Merge pull request #84 from DES-Lab/gsm-dev

Edi Muškardin · web-flow · commit b23bfe8ef5fc · 2025-03-18T11:04:05.000+01:00
Support more data formats and auto-detect
diff --git a/Examples.py b/Examples.py
@@ -1184,12 +1184,12 @@ def passive_vpa_learning_on_all_benchmark_models():
 
 def gsm_rpni():
     from aalpy import load_automaton_from_file
-    from aalpy.utils.Sampling import get_io_traces, sample_with_length_limits
+    from aalpy.utils.Sampling import get_data_from_input_sequence, sample_with_length_limits
     from aalpy.learning_algs.general_passive.GeneralizedStateMerging import run_GSM
 
     automaton = load_automaton_from_file("DotModels/car_alarm.dot", "moore")
     input_traces = sample_with_length_limits(automaton.get_input_alphabet(), 100, 20, 30)
-    traces = get_io_traces(automaton, input_traces)
+    traces = get_data_from_input_sequence(automaton, input_traces, "io_traces")
 
     learned_model = run_GSM(traces, output_behavior="moore", transition_behavior="deterministic")
     learned_model.visualize()
diff --git a/aalpy/learning_algs/general_passive/GeneralizedStateMerging.py b/aalpy/learning_algs/general_passive/GeneralizedStateMerging.py
@@ -3,7 +3,7 @@
 from typing import Dict, Tuple, Callable, List, Optional
 
 from aalpy.learning_algs.general_passive.GsmNode import GsmNode, OutputBehavior, TransitionBehavior, TransitionInfo, \
-    OutputBehaviorRange, TransitionBehaviorRange, intersection_iterator, NodeOrders, unknown_output
+    OutputBehaviorRange, TransitionBehaviorRange, intersection_iterator, NodeOrders, unknown_output, detect_data_format
 from aalpy.learning_algs.general_passive.ScoreFunctionsGSM import ScoreCalculation, hoeffding_compatibility
 
 
@@ -93,13 +93,17 @@ def compute_local_compatibility(self, a: GsmNode, b: GsmNode):
 
     # TODO: make more generic by adding the option to use a different algorithm than red blue
     #  for selecting potential merge candidates. Maybe using inheritance with abstract `run`.

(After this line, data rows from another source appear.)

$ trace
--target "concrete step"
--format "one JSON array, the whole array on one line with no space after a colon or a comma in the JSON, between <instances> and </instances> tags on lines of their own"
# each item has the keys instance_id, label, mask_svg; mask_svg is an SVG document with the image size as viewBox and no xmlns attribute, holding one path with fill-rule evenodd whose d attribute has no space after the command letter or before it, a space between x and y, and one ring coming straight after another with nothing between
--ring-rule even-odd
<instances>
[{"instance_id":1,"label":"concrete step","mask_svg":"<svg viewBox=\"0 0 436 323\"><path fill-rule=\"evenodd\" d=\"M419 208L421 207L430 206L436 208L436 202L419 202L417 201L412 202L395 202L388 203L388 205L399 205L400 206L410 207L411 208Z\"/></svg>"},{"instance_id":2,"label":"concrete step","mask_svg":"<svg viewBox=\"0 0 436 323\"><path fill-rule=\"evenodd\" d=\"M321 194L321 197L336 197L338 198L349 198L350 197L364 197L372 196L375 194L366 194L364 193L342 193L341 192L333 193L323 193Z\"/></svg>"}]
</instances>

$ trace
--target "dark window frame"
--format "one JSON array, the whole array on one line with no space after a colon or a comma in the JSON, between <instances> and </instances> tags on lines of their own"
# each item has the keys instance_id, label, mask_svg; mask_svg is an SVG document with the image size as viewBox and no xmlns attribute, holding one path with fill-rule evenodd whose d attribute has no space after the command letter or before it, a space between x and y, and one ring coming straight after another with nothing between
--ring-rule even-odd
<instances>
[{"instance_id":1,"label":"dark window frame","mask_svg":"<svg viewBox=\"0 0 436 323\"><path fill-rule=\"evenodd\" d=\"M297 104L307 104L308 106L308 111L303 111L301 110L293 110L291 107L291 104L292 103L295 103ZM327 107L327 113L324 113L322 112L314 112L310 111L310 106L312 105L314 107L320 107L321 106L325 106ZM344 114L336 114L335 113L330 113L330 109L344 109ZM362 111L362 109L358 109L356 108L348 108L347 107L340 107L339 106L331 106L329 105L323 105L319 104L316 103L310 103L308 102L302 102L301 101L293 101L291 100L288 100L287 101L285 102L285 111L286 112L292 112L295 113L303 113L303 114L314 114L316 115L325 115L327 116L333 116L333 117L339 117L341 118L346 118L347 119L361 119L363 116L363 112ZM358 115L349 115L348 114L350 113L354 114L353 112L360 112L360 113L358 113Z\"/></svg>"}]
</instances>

-    def run(self, data, convert=True, instrumentation: Instrumentation=None, data_format="io_traces"):
+    def run(self, data, convert=True, instrumentation: Instrumentation=None, data_format=None):
         if instrumentation is None:
             instrumentation = Instrumentation()
         instrumentation.reset(self)
 
+        if data_format is None:
+            data_format = detect_data_format(data)
         if data_format == "labeled_sequences" and self.transition_behavior != "deterministic":
             raise ValueError("learning from labeled_sequences is not possible for nondeterministic systems")
+        if data_format == "traces" and self.transition_behavior == "deterministic":
+            print("learning deterministic systems from (output) traces only. this rarely makes sense. is `data_format` set correctly?")
         root = GsmNode.createPTA(data, self.output_behavior, data_format)
 
         root = self.pta_preprocessing(root)
@@ -310,7 +314,7 @@ def run_GSM(data: list, *,
             depth_first=False,
             instrumentation=None,
             convert=True,
-            data_format='io_traces',
+            data_format=None,
             ):
     """
     Performs a state merging algorithm in the red-blue framework on provided data.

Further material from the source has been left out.